Richard screamed, a long, loud, anguished sound. He collapsed to his knees, one hand still clinging to Cisco's arm. The arm flopped limp, dead. Richard's back rippled as if some giant hand were pushing out from the inside. He threw his head back and screamed again, but before the echo had died, the scream turned into a howl. Fur poured over Richard's body. It was as if his human body were ice, melting to reveal fur and muscle. His human form just melted into a wolf the size of a pony. I'd never seen him in full wolf form, only the half-and-half. The wolf threw its head back and howled, long and mournful. It turned a head as big as my entire chest to look at me. The eyes were all wolf, amber and alien, but the look in them was not a wolf's look. It held too much understanding of the loss that lay on the gurney.
One of the other white coats started turning off the machines. The scream of the alarm went silent. Except for the ringing in my one ear the room was deathly quiet. Then everyone began to move. The doctors and nurses started pulling things out of Cisco's body. He lay on his back, eyes closed. I remembered seeing spine in the throat wound; now the bone was covered.

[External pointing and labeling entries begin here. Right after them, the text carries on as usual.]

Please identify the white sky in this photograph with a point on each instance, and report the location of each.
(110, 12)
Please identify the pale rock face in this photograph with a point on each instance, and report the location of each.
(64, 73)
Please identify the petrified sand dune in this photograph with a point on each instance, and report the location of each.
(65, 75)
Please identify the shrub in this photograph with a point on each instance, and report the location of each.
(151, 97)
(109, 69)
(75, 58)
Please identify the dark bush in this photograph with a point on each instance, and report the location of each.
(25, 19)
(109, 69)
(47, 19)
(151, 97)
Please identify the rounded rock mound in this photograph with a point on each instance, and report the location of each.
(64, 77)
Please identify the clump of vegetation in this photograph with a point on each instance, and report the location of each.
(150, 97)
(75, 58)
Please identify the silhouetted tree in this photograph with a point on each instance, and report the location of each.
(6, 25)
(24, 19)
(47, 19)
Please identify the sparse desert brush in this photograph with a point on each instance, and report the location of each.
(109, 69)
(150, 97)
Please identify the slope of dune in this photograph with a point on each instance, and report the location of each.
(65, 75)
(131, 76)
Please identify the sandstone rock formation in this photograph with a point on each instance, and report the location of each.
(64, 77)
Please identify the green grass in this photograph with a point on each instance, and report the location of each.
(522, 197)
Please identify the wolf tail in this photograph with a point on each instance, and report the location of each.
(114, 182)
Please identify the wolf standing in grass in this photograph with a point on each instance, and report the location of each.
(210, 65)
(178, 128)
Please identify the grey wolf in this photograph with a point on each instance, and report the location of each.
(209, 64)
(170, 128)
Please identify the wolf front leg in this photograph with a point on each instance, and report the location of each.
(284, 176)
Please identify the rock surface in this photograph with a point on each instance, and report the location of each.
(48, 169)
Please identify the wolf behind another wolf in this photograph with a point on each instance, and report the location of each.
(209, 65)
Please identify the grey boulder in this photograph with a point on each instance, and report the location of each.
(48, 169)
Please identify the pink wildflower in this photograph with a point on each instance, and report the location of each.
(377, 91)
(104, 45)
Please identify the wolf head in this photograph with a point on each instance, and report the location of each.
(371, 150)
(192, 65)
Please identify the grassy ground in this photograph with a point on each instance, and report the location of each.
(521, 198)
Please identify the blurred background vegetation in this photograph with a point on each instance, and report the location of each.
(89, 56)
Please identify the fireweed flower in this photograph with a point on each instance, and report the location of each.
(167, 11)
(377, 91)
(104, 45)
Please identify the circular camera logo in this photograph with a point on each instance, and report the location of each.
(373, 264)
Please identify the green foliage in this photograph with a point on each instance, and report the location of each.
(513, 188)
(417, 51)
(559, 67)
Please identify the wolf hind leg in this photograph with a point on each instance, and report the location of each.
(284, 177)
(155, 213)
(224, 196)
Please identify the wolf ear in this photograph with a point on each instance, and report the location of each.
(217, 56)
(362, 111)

He'd been healing, but not fast enough.
Jamil climbed to his furry feet and put a half claw, half hand on the wolf's back. He said in a voice gone to growl, "I'll take us to feed."
One of the doctors helped Lillian to her feet. She seemed more shaken than Jamil was, but then I'm not sure she'd ever had someone rip her beast from her human form. Jamil had been on the wrong end of Richard's anger more than once. "Come with us, Lillian," he said, and the wolfish muzzle had trouble with the double L sound.
She nodded and took the hand he offered. The dark-haired man who had turned off the alarm said, "We'll take care of the other patients, Lillian."
Her own voice sounded high-pitched and nasal. "Thank you, Chris." The three of them walked out together, leaving the others to begin to clean up.
"Why did he die?" I asked.
"He bled out faster than his body could heal," Cherry said.
"I've seen you guys heal from worse," I said.
"You hang around with too many big dogs, Anita," Cherry said. "We don't all heal like Micah and Richard." She had the IV on its little metal hat rack. She reached up for the knob that would start the drip.
"Wait, will that put me out?" I asked.
"Yes," she said.
"Then I need to make some phone calls first."
"You're not hurting too much yet, then?" She made it half question, half statement.
"No, not yet. It aches, but it doesn't exactly hurt."
"It will," she said, "and when it does you'll want the painkillers."
I nodded, swallowed, nodded again. "I know, but we still have Soledad's masters out there. We need them dead."
"You aren't slaying any vamps today," she said.
"I know, but Ted Forrester still can."
Edward looked at me at the mention of his alter ego. His hand was on Peter's hair, as if he were a much younger boy and Edward had just come in to tuck him in for the night.
"I need you to take over my warrants," I said.
He nodded. His eyes weren't cold, they were rage-filled. I wasn't used to seeing this much heat from Edward; he was a cold creature, but what blazed in his eyes now was hot enough to burn a hole through me. "How is Peter?" he asked Cherry.
"Now that he's out, we'll sew him up. He should be fine."
Edward looked at me. "I'll kill the vampires for you."
"We will kill them for you." Olaf's voice from the door. He must have arrived in time to hear the last few comments. I hadn't heard him come in; not good. Not good that I hadn't heard Olaf, but not good that it could have been someone else, something else. I trusted Edward to see me safe, but I was usually more help to myself than this. Admittedly, I was having a bad day.